1What I Owned
As co-founder and lead engineer, I had end-to-end ownership of everything technical—from the initial idea through MVP and beyond.
- End-to-end product development — Took ideas from napkin sketches to production systems, iterating based on real user behavior
- Backend architecture, APIs, and database design — Built the data layer that powered content management, user engagement, and analytics
- Frontend experiences and user flows — Designed and implemented the interfaces that served millions of readers
- Infrastructure decisions and deployment strategy — Made the calls on hosting, scaling, and operational reliability
2What This Proves
Building a company from scratch teaches lessons you can't learn any other way:
- Designing systems before requirements are clear — When you're building something new, you don't have the luxury of perfect specs. I learned to make architectural decisions with incomplete information and design for flexibility.
- Iterating based on user feedback, not theory — Real users taught me more than any product framework. I learned to ship fast, measure what mattered, and change course quickly.
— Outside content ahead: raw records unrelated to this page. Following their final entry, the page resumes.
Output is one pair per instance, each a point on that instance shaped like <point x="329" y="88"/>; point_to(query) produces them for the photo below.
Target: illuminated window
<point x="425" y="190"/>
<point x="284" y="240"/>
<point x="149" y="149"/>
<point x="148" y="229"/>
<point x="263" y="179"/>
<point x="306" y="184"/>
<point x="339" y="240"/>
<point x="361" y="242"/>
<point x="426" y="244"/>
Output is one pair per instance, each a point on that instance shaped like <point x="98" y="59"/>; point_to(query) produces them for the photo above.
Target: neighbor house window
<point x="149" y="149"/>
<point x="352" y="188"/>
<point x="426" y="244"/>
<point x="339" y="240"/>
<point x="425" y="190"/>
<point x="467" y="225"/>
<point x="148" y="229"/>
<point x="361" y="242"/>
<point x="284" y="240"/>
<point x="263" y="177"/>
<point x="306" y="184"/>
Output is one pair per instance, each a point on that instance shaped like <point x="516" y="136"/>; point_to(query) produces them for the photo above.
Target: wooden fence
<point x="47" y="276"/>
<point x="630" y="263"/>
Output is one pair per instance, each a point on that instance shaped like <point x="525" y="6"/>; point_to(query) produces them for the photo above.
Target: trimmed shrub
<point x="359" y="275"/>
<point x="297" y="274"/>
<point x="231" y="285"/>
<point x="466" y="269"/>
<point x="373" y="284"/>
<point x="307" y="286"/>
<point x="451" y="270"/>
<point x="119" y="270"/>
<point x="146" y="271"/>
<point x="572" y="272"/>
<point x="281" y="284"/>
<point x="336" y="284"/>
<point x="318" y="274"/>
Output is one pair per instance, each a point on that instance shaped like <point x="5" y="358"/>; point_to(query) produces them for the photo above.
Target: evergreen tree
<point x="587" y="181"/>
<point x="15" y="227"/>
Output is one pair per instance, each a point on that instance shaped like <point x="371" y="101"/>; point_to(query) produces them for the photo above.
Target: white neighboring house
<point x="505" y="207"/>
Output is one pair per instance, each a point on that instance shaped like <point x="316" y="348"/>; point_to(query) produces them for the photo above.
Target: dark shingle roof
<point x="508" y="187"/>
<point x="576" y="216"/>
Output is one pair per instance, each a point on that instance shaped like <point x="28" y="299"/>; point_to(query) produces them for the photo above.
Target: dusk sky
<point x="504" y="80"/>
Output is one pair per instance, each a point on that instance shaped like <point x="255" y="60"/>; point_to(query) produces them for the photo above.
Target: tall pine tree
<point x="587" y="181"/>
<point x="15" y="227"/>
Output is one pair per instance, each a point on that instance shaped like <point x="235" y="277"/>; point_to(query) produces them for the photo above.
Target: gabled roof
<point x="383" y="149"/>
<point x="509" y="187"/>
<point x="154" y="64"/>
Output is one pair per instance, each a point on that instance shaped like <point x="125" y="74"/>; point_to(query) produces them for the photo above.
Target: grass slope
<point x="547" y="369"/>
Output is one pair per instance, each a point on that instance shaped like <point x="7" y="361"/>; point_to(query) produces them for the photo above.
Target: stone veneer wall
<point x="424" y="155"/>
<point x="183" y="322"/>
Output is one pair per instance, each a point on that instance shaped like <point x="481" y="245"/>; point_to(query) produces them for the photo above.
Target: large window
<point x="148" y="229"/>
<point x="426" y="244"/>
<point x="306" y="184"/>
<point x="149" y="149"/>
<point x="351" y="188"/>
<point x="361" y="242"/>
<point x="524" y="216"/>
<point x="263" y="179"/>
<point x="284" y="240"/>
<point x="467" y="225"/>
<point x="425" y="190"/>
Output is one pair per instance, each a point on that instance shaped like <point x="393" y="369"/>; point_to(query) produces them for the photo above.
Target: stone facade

- Understanding tradeoffs between "doing it right" and "doing it now" — Sometimes you need to ship imperfect code. Sometimes you need to stop and refactor. Knowing which is which is a skill you only develop by living with the consequences.
3The Technical Stack
Building a media platform at scale meant solving real problems with real constraints:
- CMS applications — Custom content management systems built for editorial workflows across 35 local publications
- Marketing automation tools — Systems for email campaigns, social media scheduling, and audience engagement
- Data processing pipelines — Analytics and reporting infrastructure to understand what content resonated and why
- Scaling for growth — Architecture that handled traffic spikes, viral content, and the demands of a growing audience
4The Consulting Signal
What sets this experience apart from typical engineering roles:
"I don't just advise—I've lived the consequences of technical decisions."
When I recommend an architecture, I know what happens six months later when requirements change. When I suggest shipping faster, I understand the technical debt you're taking on. When I push back on scope, it's because I've seen projects fail from overreach.
The difference: My advice comes from building and running systems—not from reading about them.